Get the making good, services and end-state agreed up front, and removing an extension becomes a clean, predictable job that leaves the rest of the house in good order. Skip those details and the saving on the demolition can be wiped out by remedial work to a wall or roof that was left poorly finished.
Replacing an extension with a new one
Many extension demolitions happen because the owner wants a bigger or better extension in its place, and in that situation the demolition and the new build are best planned together. Treating them as one project avoids paying twice and keeps the work flowing from one stage to the next.
- Decide the new design first: knowing what the replacement extension will be tells you whether the old foundations and base can stay, need adapting, or have to be removed entirely, which directly affects the demolition scope.
- Assess the existing foundations: an old extension's foundations are not automatically suitable for a new, larger or differently arranged one. A structural engineer should confirm whether they can be reused or must be replaced, with building control involved.
- Coordinate the making good: there is little point fully finishing the house wall where the old extension joined if the new extension will reconnect at the same point. Planning the two stages together avoids reinstating something you are about to reopen.
- Handle services once: capping and re-routing services can be planned so the new extension's plumbing, heating and electrics pick up cleanly, rather than disconnecting and reconnecting twice.
- Sort permissions for the new build: the replacement extension will have its own planning and building control requirements, which are separate from notifying the demolition.
Planned as a single project, the demolition becomes the first phase of building the new extension, and the contractor can sequence the work so each piece is done once. This is usually more efficient and cheaper than treating the demolition and the new build as two unrelated jobs handled by different people at different times. If you are removing an extension purely to open up the rear of the house with no replacement, the considerations are simpler — making good and the end state of the ground are the main decisions — but where a new extension is coming, lining the two up is what keeps the overall cost sensible. The contractor who understands your end goal can advise on what to keep and what to remove, so you spend on the work that genuinely serves the finished result rather than on undoing and redoing the same details twice.

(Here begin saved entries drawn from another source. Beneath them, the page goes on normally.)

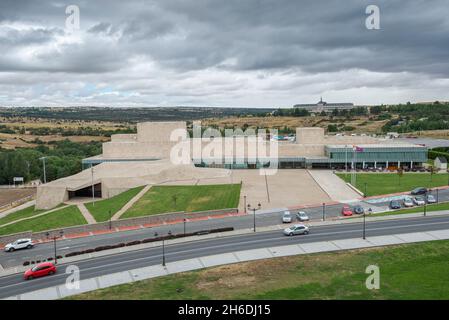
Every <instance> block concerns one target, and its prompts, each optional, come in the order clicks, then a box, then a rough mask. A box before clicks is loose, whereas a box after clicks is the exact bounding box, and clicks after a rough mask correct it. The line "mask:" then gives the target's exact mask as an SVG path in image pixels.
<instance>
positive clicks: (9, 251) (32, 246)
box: [5, 239, 34, 252]
mask: <svg viewBox="0 0 449 320" xmlns="http://www.w3.org/2000/svg"><path fill="white" fill-rule="evenodd" d="M33 246H34V243H33V241H32V240H31V239H18V240H16V241H14V242H11V243H8V244H7V245H6V246H5V251H7V252H13V251H14V250H19V249H31V248H32V247H33Z"/></svg>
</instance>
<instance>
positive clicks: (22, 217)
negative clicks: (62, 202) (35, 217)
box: [0, 206, 44, 226]
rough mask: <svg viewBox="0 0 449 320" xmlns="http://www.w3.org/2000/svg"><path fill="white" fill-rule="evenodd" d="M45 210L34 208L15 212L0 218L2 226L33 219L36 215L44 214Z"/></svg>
mask: <svg viewBox="0 0 449 320" xmlns="http://www.w3.org/2000/svg"><path fill="white" fill-rule="evenodd" d="M42 212H44V210H35V208H34V206H31V207H28V208H25V209H22V210H19V211H16V212H13V213H10V214H8V215H7V216H6V217H3V218H0V226H1V225H4V224H6V223H9V222H12V221H16V220H19V219H23V218H28V217H32V216H34V215H36V214H39V213H42Z"/></svg>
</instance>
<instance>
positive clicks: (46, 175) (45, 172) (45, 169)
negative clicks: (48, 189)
mask: <svg viewBox="0 0 449 320" xmlns="http://www.w3.org/2000/svg"><path fill="white" fill-rule="evenodd" d="M45 159H47V157H41V158H39V160H42V163H43V165H44V183H47V172H46V169H45Z"/></svg>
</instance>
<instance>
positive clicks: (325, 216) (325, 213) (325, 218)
mask: <svg viewBox="0 0 449 320" xmlns="http://www.w3.org/2000/svg"><path fill="white" fill-rule="evenodd" d="M325 220H326V204H325V203H324V202H323V221H325Z"/></svg>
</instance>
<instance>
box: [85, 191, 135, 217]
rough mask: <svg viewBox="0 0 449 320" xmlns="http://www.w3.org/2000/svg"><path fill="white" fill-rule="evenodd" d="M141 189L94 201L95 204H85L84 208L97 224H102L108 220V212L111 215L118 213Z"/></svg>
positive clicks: (127, 191)
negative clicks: (84, 207) (94, 220)
mask: <svg viewBox="0 0 449 320" xmlns="http://www.w3.org/2000/svg"><path fill="white" fill-rule="evenodd" d="M142 189H143V187H137V188H133V189H130V190H128V191H125V192H122V193H120V194H118V195H116V196H115V197H112V198H109V199H104V200H100V201H95V204H93V203H92V202H91V203H87V204H86V208H87V210H89V211H90V213H91V214H92V215H93V216H94V218H95V220H96V221H97V222H103V221H108V220H109V211H110V212H111V215H114V213H116V212H117V211H119V210H120V209H121V208H122V207H123V206H124V205H125V204H126V203H128V201H129V200H131V199H132V198H133V197H134V196H135V195H136V194H138V193H139V192H140V190H142Z"/></svg>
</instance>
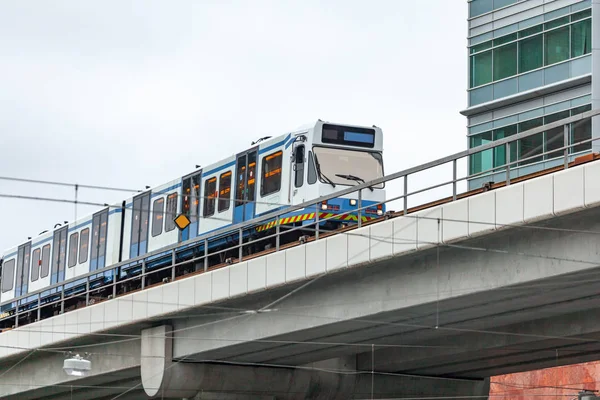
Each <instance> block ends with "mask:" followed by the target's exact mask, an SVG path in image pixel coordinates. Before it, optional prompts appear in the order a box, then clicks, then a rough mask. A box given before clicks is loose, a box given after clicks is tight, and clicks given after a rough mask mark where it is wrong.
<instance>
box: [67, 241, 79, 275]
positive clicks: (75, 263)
mask: <svg viewBox="0 0 600 400" xmlns="http://www.w3.org/2000/svg"><path fill="white" fill-rule="evenodd" d="M78 247H79V233H78V232H75V233H73V234H72V235H71V236H70V237H69V268H73V267H74V266H75V265H77V248H78Z"/></svg>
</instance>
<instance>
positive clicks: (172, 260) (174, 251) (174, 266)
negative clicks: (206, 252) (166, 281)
mask: <svg viewBox="0 0 600 400" xmlns="http://www.w3.org/2000/svg"><path fill="white" fill-rule="evenodd" d="M192 254H193V253H192ZM192 257H193V256H192ZM174 280H175V249H173V252H172V253H171V282H173V281H174Z"/></svg>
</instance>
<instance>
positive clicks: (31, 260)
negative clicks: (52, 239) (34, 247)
mask: <svg viewBox="0 0 600 400" xmlns="http://www.w3.org/2000/svg"><path fill="white" fill-rule="evenodd" d="M41 255H42V250H41V249H35V250H34V251H33V253H32V254H31V282H35V281H37V280H38V278H39V277H40V265H41V261H42V260H41V258H40V257H41Z"/></svg>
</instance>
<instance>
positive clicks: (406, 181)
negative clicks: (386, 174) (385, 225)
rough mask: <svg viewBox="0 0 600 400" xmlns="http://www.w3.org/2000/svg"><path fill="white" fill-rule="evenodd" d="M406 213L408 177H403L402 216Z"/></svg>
mask: <svg viewBox="0 0 600 400" xmlns="http://www.w3.org/2000/svg"><path fill="white" fill-rule="evenodd" d="M407 213H408V175H404V214H402V215H406V214H407Z"/></svg>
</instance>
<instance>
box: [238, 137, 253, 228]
mask: <svg viewBox="0 0 600 400" xmlns="http://www.w3.org/2000/svg"><path fill="white" fill-rule="evenodd" d="M257 154H258V149H253V150H249V151H247V152H244V153H241V154H238V156H237V162H236V179H235V182H236V183H235V207H234V210H233V223H234V224H235V223H238V222H242V221H248V220H250V219H252V218H254V211H255V209H256V207H255V205H256V204H255V201H256V158H257Z"/></svg>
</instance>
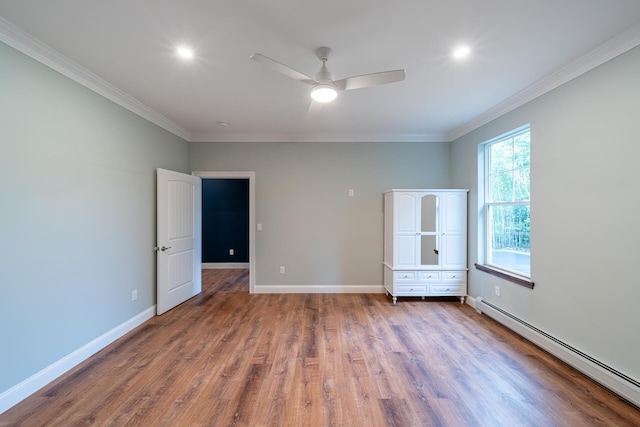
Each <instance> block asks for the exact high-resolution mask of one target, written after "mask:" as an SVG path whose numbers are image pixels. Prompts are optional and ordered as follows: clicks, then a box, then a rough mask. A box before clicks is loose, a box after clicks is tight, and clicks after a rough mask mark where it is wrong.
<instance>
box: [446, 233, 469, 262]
mask: <svg viewBox="0 0 640 427" xmlns="http://www.w3.org/2000/svg"><path fill="white" fill-rule="evenodd" d="M466 255H467V253H466V241H465V236H463V235H461V234H445V235H443V236H442V260H441V261H442V267H443V268H466V264H467V257H466Z"/></svg>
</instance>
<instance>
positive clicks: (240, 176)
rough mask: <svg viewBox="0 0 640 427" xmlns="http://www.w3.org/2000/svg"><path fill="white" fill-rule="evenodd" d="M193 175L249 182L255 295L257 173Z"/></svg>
mask: <svg viewBox="0 0 640 427" xmlns="http://www.w3.org/2000/svg"><path fill="white" fill-rule="evenodd" d="M191 174H192V175H195V176H199V177H200V178H202V179H207V178H213V179H248V180H249V293H254V291H255V281H256V279H255V277H256V275H255V271H256V173H255V172H253V171H216V172H213V171H195V172H191ZM201 238H202V237H201Z"/></svg>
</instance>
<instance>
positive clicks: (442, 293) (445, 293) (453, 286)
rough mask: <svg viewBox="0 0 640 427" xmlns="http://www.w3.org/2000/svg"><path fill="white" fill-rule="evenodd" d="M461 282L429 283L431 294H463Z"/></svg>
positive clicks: (452, 294)
mask: <svg viewBox="0 0 640 427" xmlns="http://www.w3.org/2000/svg"><path fill="white" fill-rule="evenodd" d="M462 288H463V285H462V284H455V283H452V284H449V285H431V294H433V295H464V291H463V289H462Z"/></svg>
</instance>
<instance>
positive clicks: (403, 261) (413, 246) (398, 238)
mask: <svg viewBox="0 0 640 427" xmlns="http://www.w3.org/2000/svg"><path fill="white" fill-rule="evenodd" d="M397 242H398V244H397V256H398V258H397V265H396V266H397V267H415V266H416V264H417V263H418V259H417V253H416V236H415V235H413V236H398V237H397Z"/></svg>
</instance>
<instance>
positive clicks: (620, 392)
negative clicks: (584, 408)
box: [475, 297, 640, 408]
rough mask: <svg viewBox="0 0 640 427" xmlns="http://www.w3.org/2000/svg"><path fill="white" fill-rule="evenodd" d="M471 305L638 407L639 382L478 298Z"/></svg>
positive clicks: (626, 400) (476, 310) (638, 400)
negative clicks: (473, 302)
mask: <svg viewBox="0 0 640 427" xmlns="http://www.w3.org/2000/svg"><path fill="white" fill-rule="evenodd" d="M475 308H476V311H477V312H478V313H483V314H486V315H487V316H489V317H491V318H493V319H495V320H496V321H498V322H500V323H501V324H503V325H504V326H506V327H507V328H509V329H511V330H513V331H514V332H516V333H517V334H519V335H521V336H523V337H524V338H526V339H528V340H529V341H531V342H532V343H534V344H535V345H537V346H539V347H541V348H542V349H544V350H546V351H548V352H549V353H551V354H553V355H554V356H556V357H557V358H559V359H560V360H562V361H563V362H565V363H567V364H569V365H571V366H573V367H574V368H576V369H577V370H579V371H580V372H582V373H583V374H585V375H587V376H588V377H590V378H591V379H593V380H594V381H597V382H598V383H600V384H602V385H603V386H604V387H606V388H608V389H609V390H611V391H612V392H614V393H616V394H617V395H619V396H620V397H621V398H623V399H625V400H626V401H628V402H629V403H631V404H632V405H634V406H636V407H638V408H640V381H638V380H636V379H634V378H631V377H630V376H628V375H626V374H624V373H622V372H620V371H618V370H616V369H614V368H612V367H611V366H609V365H607V364H606V363H603V362H601V361H599V360H597V359H595V358H594V357H592V356H589V355H588V354H586V353H584V352H583V351H580V350H578V349H577V348H575V347H573V346H571V345H569V344H567V343H565V342H563V341H561V340H559V339H558V338H556V337H554V336H552V335H549V334H548V333H546V332H544V331H543V330H540V329H538V328H536V327H535V326H533V325H531V324H530V323H527V322H525V321H524V320H522V319H520V318H518V317H516V316H514V315H513V314H511V313H509V312H507V311H505V310H503V309H501V308H500V307H498V306H496V305H494V304H492V303H491V302H489V301H487V300H486V299H484V298H482V297H476V299H475Z"/></svg>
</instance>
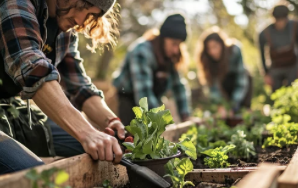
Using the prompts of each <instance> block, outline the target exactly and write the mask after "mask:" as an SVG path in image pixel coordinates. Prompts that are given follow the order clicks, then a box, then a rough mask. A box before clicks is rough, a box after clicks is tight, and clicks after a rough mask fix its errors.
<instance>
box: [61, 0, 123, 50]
mask: <svg viewBox="0 0 298 188" xmlns="http://www.w3.org/2000/svg"><path fill="white" fill-rule="evenodd" d="M64 1H65V2H67V3H68V2H69V0H64ZM57 2H59V1H57ZM56 6H57V9H56V15H57V16H58V17H60V16H63V15H65V14H67V13H68V12H69V11H70V9H72V8H76V9H78V10H83V9H88V8H90V7H92V6H93V5H92V4H91V3H89V2H87V1H85V0H77V1H76V2H75V3H73V4H71V5H70V6H69V7H67V8H60V7H59V3H57V5H56ZM119 12H120V5H119V4H118V3H116V4H115V6H114V7H113V8H111V9H110V10H109V11H108V12H107V13H105V14H104V15H102V13H99V14H90V15H89V16H88V18H87V19H86V20H85V22H84V24H83V25H81V26H75V27H74V30H75V31H77V32H79V33H82V34H84V35H85V37H86V38H90V39H91V40H92V45H91V46H90V45H89V44H87V49H89V50H90V51H91V52H93V53H94V52H95V50H96V49H99V50H101V51H102V50H103V49H104V46H107V47H109V46H111V47H112V48H113V47H115V46H116V44H117V38H118V36H119V30H118V18H119V15H120V14H119Z"/></svg>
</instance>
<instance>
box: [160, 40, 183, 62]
mask: <svg viewBox="0 0 298 188" xmlns="http://www.w3.org/2000/svg"><path fill="white" fill-rule="evenodd" d="M182 42H183V41H182V40H180V39H172V38H167V37H166V38H164V50H165V54H166V56H167V57H168V58H173V57H176V56H178V55H179V53H180V44H181V43H182Z"/></svg>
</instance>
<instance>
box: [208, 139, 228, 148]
mask: <svg viewBox="0 0 298 188" xmlns="http://www.w3.org/2000/svg"><path fill="white" fill-rule="evenodd" d="M226 145H227V143H226V142H225V141H224V140H218V141H216V142H213V143H209V146H210V148H211V149H214V148H219V147H225V146H226Z"/></svg>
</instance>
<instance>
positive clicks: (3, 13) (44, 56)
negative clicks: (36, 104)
mask: <svg viewBox="0 0 298 188" xmlns="http://www.w3.org/2000/svg"><path fill="white" fill-rule="evenodd" d="M42 43H43V40H42V37H41V34H40V30H39V24H38V21H37V18H36V15H35V8H34V6H33V4H32V3H31V1H30V0H11V1H4V2H1V4H0V53H1V56H2V58H3V60H4V67H5V71H6V73H7V74H8V75H9V76H10V77H11V78H12V79H13V81H14V82H15V83H16V85H18V86H19V87H21V88H22V92H21V96H22V98H23V99H29V98H32V97H33V96H34V94H35V92H36V91H37V90H38V89H39V88H40V87H41V86H42V84H43V83H44V82H47V81H52V80H57V81H59V73H58V70H57V69H56V68H55V67H54V66H53V65H52V64H51V63H50V60H48V59H47V58H46V57H45V55H44V53H43V52H42V50H41V49H42ZM3 84H5V83H3Z"/></svg>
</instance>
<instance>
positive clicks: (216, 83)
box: [209, 45, 249, 106]
mask: <svg viewBox="0 0 298 188" xmlns="http://www.w3.org/2000/svg"><path fill="white" fill-rule="evenodd" d="M229 73H234V74H235V75H236V78H235V88H234V90H233V93H232V98H231V102H232V103H233V104H234V105H235V106H239V105H240V103H241V101H242V100H243V99H244V97H245V94H246V92H247V90H248V86H249V82H248V76H247V74H246V69H245V67H244V63H243V59H242V54H241V49H240V48H239V46H237V45H234V46H232V54H231V56H230V60H229V65H228V71H227V74H229ZM209 89H210V98H211V99H212V100H213V101H219V100H221V99H222V98H223V96H222V94H221V90H220V86H219V82H214V84H213V85H211V86H210V88H209Z"/></svg>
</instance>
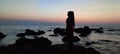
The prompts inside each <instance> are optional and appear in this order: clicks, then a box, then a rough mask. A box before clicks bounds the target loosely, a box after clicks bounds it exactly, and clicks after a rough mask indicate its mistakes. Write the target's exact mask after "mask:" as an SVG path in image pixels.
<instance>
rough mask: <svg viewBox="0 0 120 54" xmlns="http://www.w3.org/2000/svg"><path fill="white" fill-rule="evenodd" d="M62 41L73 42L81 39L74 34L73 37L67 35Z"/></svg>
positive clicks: (64, 41) (77, 41)
mask: <svg viewBox="0 0 120 54" xmlns="http://www.w3.org/2000/svg"><path fill="white" fill-rule="evenodd" d="M62 41H63V42H65V43H73V42H78V41H80V39H79V38H78V37H77V36H73V37H69V36H66V37H64V38H63V39H62Z"/></svg>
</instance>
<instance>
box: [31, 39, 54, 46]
mask: <svg viewBox="0 0 120 54" xmlns="http://www.w3.org/2000/svg"><path fill="white" fill-rule="evenodd" d="M51 44H52V42H51V41H50V40H48V39H47V38H44V37H41V38H37V39H34V41H33V45H34V46H36V47H40V48H43V47H49V46H50V45H51Z"/></svg>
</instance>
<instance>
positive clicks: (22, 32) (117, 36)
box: [0, 24, 120, 54]
mask: <svg viewBox="0 0 120 54" xmlns="http://www.w3.org/2000/svg"><path fill="white" fill-rule="evenodd" d="M83 26H84V25H77V26H76V27H83ZM88 26H90V28H99V27H103V28H104V33H103V34H99V33H95V32H92V33H91V34H90V35H89V36H88V37H79V34H77V33H74V35H75V36H78V37H79V38H80V39H81V41H79V42H77V43H74V44H75V45H83V46H85V45H84V44H85V43H86V42H91V41H94V42H97V43H98V44H92V45H90V46H85V47H93V48H95V49H96V50H98V51H100V53H102V54H120V52H119V50H120V31H107V30H108V29H112V28H113V29H120V25H119V24H116V25H92V24H89V25H88ZM56 27H61V28H65V26H61V25H59V26H41V25H29V26H26V25H1V26H0V32H2V33H4V34H6V35H7V36H6V37H5V38H3V39H1V40H0V46H7V45H10V44H14V43H15V41H16V40H17V39H19V37H16V34H18V33H24V32H25V29H31V30H34V31H38V30H43V31H45V32H46V33H45V34H43V35H39V36H38V37H46V38H48V39H49V40H51V41H52V44H53V45H55V44H62V43H63V42H62V41H61V39H62V38H63V37H62V36H60V35H59V36H58V37H51V36H49V35H50V34H53V31H48V30H54V28H56ZM26 38H29V39H33V37H32V36H31V37H26ZM100 40H111V41H112V42H105V41H100Z"/></svg>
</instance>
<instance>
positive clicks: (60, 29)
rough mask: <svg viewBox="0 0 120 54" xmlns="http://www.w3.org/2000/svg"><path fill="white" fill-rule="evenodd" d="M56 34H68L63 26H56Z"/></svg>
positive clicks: (55, 33) (65, 34) (54, 31)
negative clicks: (64, 28) (59, 27)
mask: <svg viewBox="0 0 120 54" xmlns="http://www.w3.org/2000/svg"><path fill="white" fill-rule="evenodd" d="M54 34H60V35H61V36H65V35H66V30H65V29H63V28H55V29H54Z"/></svg>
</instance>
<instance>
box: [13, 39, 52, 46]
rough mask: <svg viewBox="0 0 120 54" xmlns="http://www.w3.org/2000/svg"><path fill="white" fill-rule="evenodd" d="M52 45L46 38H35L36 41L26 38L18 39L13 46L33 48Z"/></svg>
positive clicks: (49, 41) (32, 39)
mask: <svg viewBox="0 0 120 54" xmlns="http://www.w3.org/2000/svg"><path fill="white" fill-rule="evenodd" d="M51 44H52V42H51V41H50V40H48V39H47V38H43V37H40V38H36V39H27V38H20V39H18V40H16V43H15V44H14V45H16V46H22V45H32V46H35V47H41V48H43V47H48V46H50V45H51Z"/></svg>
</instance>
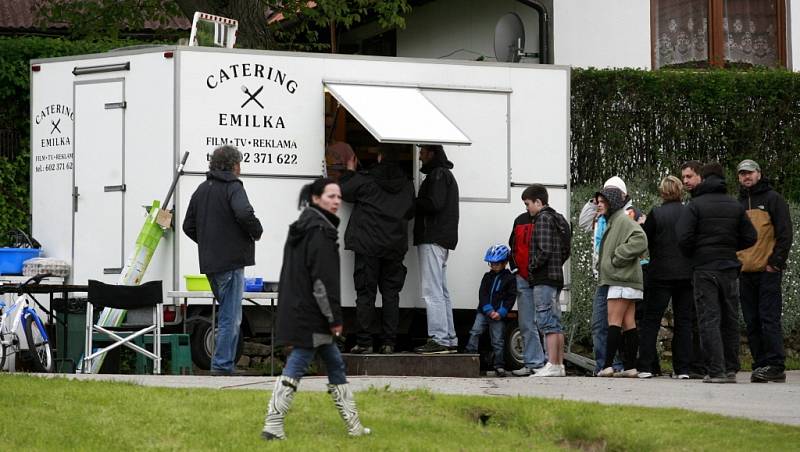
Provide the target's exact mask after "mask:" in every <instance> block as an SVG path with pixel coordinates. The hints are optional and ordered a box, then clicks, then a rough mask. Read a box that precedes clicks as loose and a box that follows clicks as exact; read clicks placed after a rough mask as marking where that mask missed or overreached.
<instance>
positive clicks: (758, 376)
mask: <svg viewBox="0 0 800 452" xmlns="http://www.w3.org/2000/svg"><path fill="white" fill-rule="evenodd" d="M750 381H751V382H753V383H768V382H770V381H771V382H773V383H786V372H785V371H784V370H783V369H781V368H779V367H775V366H764V367H759V368H758V369H756V370H754V371H753V373H752V374H750Z"/></svg>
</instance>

Frequently asked questions
Is removing an extension cheaper than demolishing a house?
Yes, usually much cheaper, because an extension is smaller than a whole house and produces less waste. The cost depends on size, construction, the work to make good the house wall and roof where it joined, and waste disposal.
What does 'making good' mean after removing an extension?
It means repairing and finishing the part of the house exposed by the demolition — sealing and weatherproofing the wall and roof line, closing up any openings, and finishing the surfaces — so the remaining property is sound, watertight and tidy.
Do I need permission to demolish an extension?
It may need to be notified to the local authority, and listed buildings or conservation areas have stricter rules. Check with your council before starting. If you plan to build a new extension in its place, that will have its own permission requirements.
Sources & further reading
- Checkatrade — demolition cost guide
- MyJobQuote — house demolition cost guide
- HSE — asbestos essentials
Figures on this page are typical UK ranges drawn from published sources and depend on your specific building. They are guidance, not a quotation.